Events

Friday April 9, 2010
Start: 7:00 pm
End: 8:00 pm

Multiple authors will be here to present their work from the Rural American Writers' Center. The Rural America Writers’ Center of Plainview, Minnesota, states that its mission, in part, is “to provide activities and programs so that writers may develop their individual and collective creative abilities and skills, and to enhance the culture of rural and small town America….” The Center is accomplishing these goals, admirably.   Poetry writing and creative non-fiction classes are offered along with workshops led by established writer/teachers like Gary Holthaus, Ken McCullough, John Rezmerski and Emilio Degrazia.  One of the Centers' "Writer's Helping Writers" workshops was lucky enough to have the late Bill Holm give the keynote speech and "play the black piano".

Tuesday April 20, 2010
Start: 6:30 pm
End: 9:00 pm

Join us for another "Dinner with the Author."  Larry and Colleen will provide a 4 course meal featuring spring ingredients.  Wow!  A night to tickle your brain AND your tongue! Please arrive at 6:30pm, dinner will be served promptly at 7:00pm.

About Connie:

 Connie Wanek was born in 1952 in Madison, Wisconsin. She is the second of six children. Her family moved to a small farm outside Green Bay when she was very young, and they relocated to Las Cruces, New Mexico when she was twelve. In 1990 she moved with her husband, Phil, and her daughter, Hannah, and son, Casey, to Phil's home town, Duluth, Minnesota, where she now lives. 

         As a child in the country outside Green Bay, she attended a one-room school, where a single teacher taught all eight grades (no kindergarten) to seventeen students. Connie and her sisters read a great deal, and drew and wrote poems and stories. Later, in high school and college, Connie retained her interest in the arts, and also she participated in sports, especially tennis, which she played seriously for many years, along with her father and brother.

        Poetry was a constant, whatever her circumstances and enterprises. While raising two children, she worked in a family solar heating business, and later she learned the skills necessary to restore old houses. Also, she worked for years at the Duluth Public Library, from which she retired in 2007.

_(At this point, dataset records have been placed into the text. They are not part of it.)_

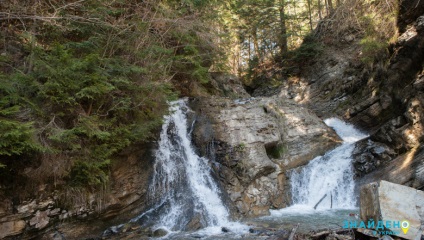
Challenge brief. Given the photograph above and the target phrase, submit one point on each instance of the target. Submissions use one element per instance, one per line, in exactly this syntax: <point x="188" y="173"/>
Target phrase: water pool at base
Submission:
<point x="280" y="220"/>
<point x="308" y="219"/>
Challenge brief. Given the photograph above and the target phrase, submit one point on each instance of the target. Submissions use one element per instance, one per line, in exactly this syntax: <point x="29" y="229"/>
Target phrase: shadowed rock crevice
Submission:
<point x="255" y="141"/>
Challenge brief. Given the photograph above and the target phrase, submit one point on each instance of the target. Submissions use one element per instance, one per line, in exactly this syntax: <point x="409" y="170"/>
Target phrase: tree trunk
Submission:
<point x="256" y="44"/>
<point x="283" y="29"/>
<point x="310" y="14"/>
<point x="319" y="10"/>
<point x="330" y="6"/>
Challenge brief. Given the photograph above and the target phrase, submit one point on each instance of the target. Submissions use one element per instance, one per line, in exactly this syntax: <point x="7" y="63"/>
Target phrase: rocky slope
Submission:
<point x="254" y="142"/>
<point x="384" y="98"/>
<point x="74" y="213"/>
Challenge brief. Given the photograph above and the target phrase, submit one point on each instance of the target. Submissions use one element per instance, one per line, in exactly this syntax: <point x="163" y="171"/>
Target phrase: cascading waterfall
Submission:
<point x="330" y="175"/>
<point x="182" y="184"/>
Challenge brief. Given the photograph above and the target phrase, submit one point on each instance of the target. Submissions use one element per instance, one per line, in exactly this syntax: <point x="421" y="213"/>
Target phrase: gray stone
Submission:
<point x="253" y="142"/>
<point x="40" y="220"/>
<point x="11" y="228"/>
<point x="385" y="201"/>
<point x="160" y="232"/>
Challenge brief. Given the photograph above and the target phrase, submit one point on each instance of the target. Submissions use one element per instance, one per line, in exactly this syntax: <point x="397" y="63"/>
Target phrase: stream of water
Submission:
<point x="182" y="185"/>
<point x="186" y="195"/>
<point x="323" y="191"/>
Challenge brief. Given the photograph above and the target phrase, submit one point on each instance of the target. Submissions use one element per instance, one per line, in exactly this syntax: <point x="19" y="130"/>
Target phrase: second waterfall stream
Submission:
<point x="327" y="181"/>
<point x="185" y="195"/>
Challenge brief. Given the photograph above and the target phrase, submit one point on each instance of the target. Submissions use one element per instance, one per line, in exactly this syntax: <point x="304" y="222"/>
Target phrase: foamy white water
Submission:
<point x="182" y="182"/>
<point x="330" y="175"/>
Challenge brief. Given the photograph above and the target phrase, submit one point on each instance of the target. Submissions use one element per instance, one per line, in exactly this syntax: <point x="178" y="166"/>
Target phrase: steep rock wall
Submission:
<point x="252" y="143"/>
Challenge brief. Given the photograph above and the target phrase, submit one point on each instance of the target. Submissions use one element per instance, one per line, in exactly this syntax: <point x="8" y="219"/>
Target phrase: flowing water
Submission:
<point x="186" y="195"/>
<point x="330" y="175"/>
<point x="323" y="191"/>
<point x="182" y="184"/>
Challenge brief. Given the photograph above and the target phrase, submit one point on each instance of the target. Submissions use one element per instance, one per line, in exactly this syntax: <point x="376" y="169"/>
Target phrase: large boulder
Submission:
<point x="387" y="202"/>
<point x="253" y="142"/>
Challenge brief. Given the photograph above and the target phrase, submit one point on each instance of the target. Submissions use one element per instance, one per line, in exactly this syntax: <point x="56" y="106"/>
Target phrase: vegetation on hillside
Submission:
<point x="83" y="80"/>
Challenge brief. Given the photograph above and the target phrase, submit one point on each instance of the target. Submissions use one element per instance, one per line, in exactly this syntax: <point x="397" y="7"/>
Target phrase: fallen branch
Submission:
<point x="293" y="232"/>
<point x="316" y="205"/>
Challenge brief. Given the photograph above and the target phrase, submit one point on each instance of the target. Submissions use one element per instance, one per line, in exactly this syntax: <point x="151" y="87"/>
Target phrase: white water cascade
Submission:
<point x="330" y="175"/>
<point x="182" y="184"/>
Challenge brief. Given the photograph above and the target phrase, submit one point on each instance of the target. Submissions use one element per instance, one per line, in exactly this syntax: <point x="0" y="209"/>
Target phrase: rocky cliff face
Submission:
<point x="384" y="98"/>
<point x="253" y="142"/>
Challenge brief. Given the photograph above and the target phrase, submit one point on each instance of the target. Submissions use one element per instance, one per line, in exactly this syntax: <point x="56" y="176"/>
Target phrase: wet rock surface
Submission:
<point x="253" y="142"/>
<point x="385" y="201"/>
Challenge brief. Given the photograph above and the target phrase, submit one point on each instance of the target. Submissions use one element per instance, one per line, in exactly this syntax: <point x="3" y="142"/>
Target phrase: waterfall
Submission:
<point x="182" y="187"/>
<point x="330" y="175"/>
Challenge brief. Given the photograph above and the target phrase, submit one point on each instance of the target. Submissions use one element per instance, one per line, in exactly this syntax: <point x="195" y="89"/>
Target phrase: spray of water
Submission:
<point x="330" y="175"/>
<point x="182" y="183"/>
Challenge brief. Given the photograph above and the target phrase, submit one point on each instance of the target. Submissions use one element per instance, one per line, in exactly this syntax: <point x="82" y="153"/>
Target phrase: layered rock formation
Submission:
<point x="253" y="142"/>
<point x="386" y="202"/>
<point x="384" y="98"/>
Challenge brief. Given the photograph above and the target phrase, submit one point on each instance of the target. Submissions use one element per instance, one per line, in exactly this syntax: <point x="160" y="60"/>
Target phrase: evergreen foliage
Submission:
<point x="85" y="80"/>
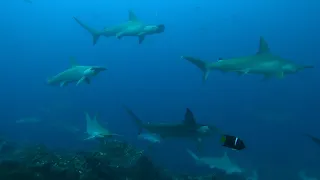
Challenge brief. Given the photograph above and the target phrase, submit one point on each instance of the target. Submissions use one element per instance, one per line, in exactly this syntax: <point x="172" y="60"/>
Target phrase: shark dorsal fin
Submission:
<point x="73" y="61"/>
<point x="263" y="46"/>
<point x="132" y="16"/>
<point x="189" y="119"/>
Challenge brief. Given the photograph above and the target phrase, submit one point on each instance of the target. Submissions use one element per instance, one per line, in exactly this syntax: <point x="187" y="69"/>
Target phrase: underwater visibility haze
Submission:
<point x="199" y="87"/>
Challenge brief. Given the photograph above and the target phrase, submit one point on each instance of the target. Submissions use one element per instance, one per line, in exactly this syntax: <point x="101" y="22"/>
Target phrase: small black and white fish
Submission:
<point x="232" y="142"/>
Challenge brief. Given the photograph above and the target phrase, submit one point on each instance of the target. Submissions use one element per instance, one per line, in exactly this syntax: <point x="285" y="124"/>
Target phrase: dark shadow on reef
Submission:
<point x="112" y="160"/>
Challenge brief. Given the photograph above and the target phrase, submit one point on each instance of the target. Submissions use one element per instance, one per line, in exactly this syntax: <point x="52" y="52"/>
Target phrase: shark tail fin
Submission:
<point x="306" y="67"/>
<point x="193" y="155"/>
<point x="135" y="118"/>
<point x="203" y="65"/>
<point x="95" y="33"/>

        Her first book, Bonfire, won the New Rivers Press new voices award and was published in 1997. Her second, Hartley Field, appeared in 2002 from Holy Cow! Press. On Speaking Terms, her third book, was released on January 15, 2010, by Copper Canyon Press. Her poems have appeared in Poetry, The Atlantic Monthly, The Virginia Quarterly Review, Poetry East, Water-Stone, and many other publications over the years. In 2006, then Poet Laureate Ted Kooser named her a Witter Bynner Fellow of the Library of Congress. She also served as a co-editor with Joyce Sutphen and Thom Tammaro on the comprehensive anthology, To Sing Along the Way: Minnesota Women Poets from Pre-Territorial Days to the Present, which appeared in 2007 from New Rivers Press, and which has won several awards.